Default behaviour with regards to Cache-Control

[Poul-Henning Kamp]

In message <loom.20090212T102450-275 at post.gmane.org>, Ole Laursen writes:
>Poul-Henning Kamp <phk at ...> writes:
>
>> We don't consider varnish a "shared cache" in the RFC2616 sense of
>> the concept, because the varnish instance is fully under the control
>> of the servers administrator, and should therefore be considered
>> part of the server.
>
>As I read that part of the RFC, shared simply means shared between more than one
>user, the key part here is that it's used to signal that it's "intended for only
>one user and not a valid response for requests by other users".

If you look *really* carefully through the RFC2616, you will find one
reference to server side caches -- which they forgot to remove.

In the end, the standards group realized, that a cache under the control
of the web-server owner, is just a web-server that picks up its contents
with HTTP.

The reasons why client-side caches have to be so paranoid and fail back
to "don't cache if confused", is that they have no knowledge or ownership
of the content.

A webserver owner, even if he uses Varnish as his webserver, has knowledge
and ownership, and configuring things correctly is his job.

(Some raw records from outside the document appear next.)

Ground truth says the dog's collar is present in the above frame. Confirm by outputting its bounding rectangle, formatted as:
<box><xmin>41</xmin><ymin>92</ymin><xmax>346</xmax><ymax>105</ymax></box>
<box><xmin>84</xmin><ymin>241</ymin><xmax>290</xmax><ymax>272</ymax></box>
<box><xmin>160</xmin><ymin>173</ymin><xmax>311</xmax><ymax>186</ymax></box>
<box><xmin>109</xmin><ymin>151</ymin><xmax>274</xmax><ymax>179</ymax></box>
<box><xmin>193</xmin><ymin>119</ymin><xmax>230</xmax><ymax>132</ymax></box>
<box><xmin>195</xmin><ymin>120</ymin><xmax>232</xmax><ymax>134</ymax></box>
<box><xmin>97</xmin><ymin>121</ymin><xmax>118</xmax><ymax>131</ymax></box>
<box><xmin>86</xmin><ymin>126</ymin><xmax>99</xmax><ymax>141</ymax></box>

>When it comes to cookies, Varnish is as default verging on the side of safety in
>by-passing the cache.
>
>Why wouldn't you do the same to private? Principle of least surprise?

Well, if people in general think our defaults should be that way, we
can change them, our defaults are whatever the consensus can agree on.

-- 
Poul-Henning Kamp       | UNIX since Zilog Zeus 3.20
phk at FreeBSD.ORG         | TCP/IP since RFC 956
FreeBSD committer       | BSD since 4.3-tahoe    
Never attribute to malice what can adequately be explained by incompetence.